One of the options that is often overlooked is to do nothing. Okay, it’s not exactly doing nothing—you’ll definitely want to be on active surveillance—but you don’t have to leap right into a treatment option if your cancer is  low grade / not aggressive. My sense is that more and more doctors are beginning to embrace that approach to avoid over-treatment.

That brings me to my final point. Once you make a decision, don’t look back. Embrace it and move forward. If you’ve done your homework correctly, you’ll know in advance what the consequences of that decision may be, and you’ll be more accepting of them if and when they do come.
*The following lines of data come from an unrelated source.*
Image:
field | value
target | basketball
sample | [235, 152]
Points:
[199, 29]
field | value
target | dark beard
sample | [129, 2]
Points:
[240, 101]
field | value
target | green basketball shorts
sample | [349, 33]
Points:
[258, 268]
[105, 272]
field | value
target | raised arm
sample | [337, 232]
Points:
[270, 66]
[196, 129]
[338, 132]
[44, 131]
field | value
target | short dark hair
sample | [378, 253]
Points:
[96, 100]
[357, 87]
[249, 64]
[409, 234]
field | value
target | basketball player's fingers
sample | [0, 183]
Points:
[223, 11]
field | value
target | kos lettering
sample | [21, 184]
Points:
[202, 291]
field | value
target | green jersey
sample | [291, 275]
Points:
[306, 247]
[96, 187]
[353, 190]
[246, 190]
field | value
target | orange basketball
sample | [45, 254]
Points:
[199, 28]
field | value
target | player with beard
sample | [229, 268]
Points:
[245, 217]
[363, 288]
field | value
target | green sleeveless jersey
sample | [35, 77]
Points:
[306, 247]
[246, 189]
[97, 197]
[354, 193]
If my PSA continues to slowly increase and, at some point my body scan lights up like a Christmas tree because I haven’t started SRT, I’ll probably curse like the sailor I once was and say, “I knew this was a possibility. What’s next?” But I’ll also know that I will have had six or seven or more years of high quality of life without any short or long-term side effects from SRT and/or ADT, and that is of great importance to me. As much science as there is in the treatment of prostate cancer, in the end, it’s an educated crap shoot.

Who made the correct decision?

Both of us. One of us. Neither of us.

Time will tell.

Stay Well! Wear A Mask! Wash Your Hands! Stay Home!
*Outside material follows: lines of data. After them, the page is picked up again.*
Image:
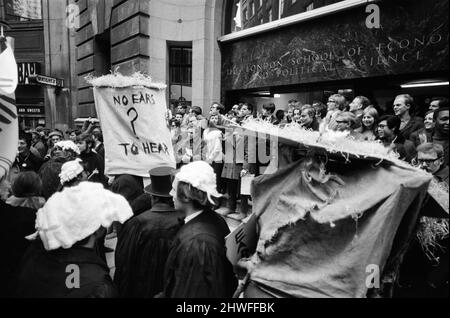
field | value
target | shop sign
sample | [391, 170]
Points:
[27, 110]
[413, 38]
[26, 70]
[51, 81]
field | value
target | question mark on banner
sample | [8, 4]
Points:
[133, 120]
[73, 16]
Month 75 – Distracted from Cancer

It’s good to be distracted. I’ve barely thought about prostate cancer since the holidays, and that’s been fantastic. What’s not fantastic is the reason for the distraction. One word: Trump.

I’ll not turn this into a political blog, but suffice it to say, I’m not a fan. But, seeing as the repeal of the Affordable Care Act (ACA) is on the top of the new administration’s “To-do” list, some passing thoughts on the topic here are not out of line.

When I decided to leave my job five years ago and move from Indiana to San Diego (about 15 months after my surgery), my health insurance was intact through COBRA coverage. (For those readers outside the U.S., the Consolidated Omnibus Budget Reconciliation Act (COBRA) of 1985 gave employees who left their company the right to continue their health insurance coverage through their former employer’s health plan for up to 18 months after leaving.)

My COBRA coverage ended in September 2013, just a few months before the ACA’s requirement to cover individuals with preexisting conditions kicked in on 1 January 2014. I tried to purchase insurance on my own long before the September expiration of my coverage, but was told that I was uninsurable because of my prostate cancer diagnosis or, if they would cover me, the monthly premiums would have been north of $2,500 USD per month.

I’m a veteran of the U.S. Navy, so in May or June of 2013, I turned to the Veterans Administration (VA) to see if I would be eligible for care.

For those who don’t know, there is a tiered eligibility system in place to determine your eligibility and your level of care with the VA. Not all veterans will be eligible for care. Fortunately (?) for me, I served in-theater in the Persian Gulf during Operation Desert Shield/Desert Storm during the first Gulf War. That made me eligible for coverage under the VA, and it’s where I’ve been getting my cancer care ever since.

We’ve already heard discussions of lifetime caps on coverage being reimposed; debates over preexisting conditions; and a host of other changes that scare the crap out of most people, cancer patients in particular. The administration has already imposed an across-the-board federal government hiring freeze at a time when the VA healthcare system is struggling to provide quality care to all the veterans from the Iraq and Afghanistan wars, as well as to veterans like me. It’s simply bonkers (that’s a technical term).

So I’ll climb down off my soapbox now and thank the new administration for pushing the notion of cancer recurrence pretty much completely out of my mind for the last two months. There are bigger things for me to deal with than piddly little ol’ cancer.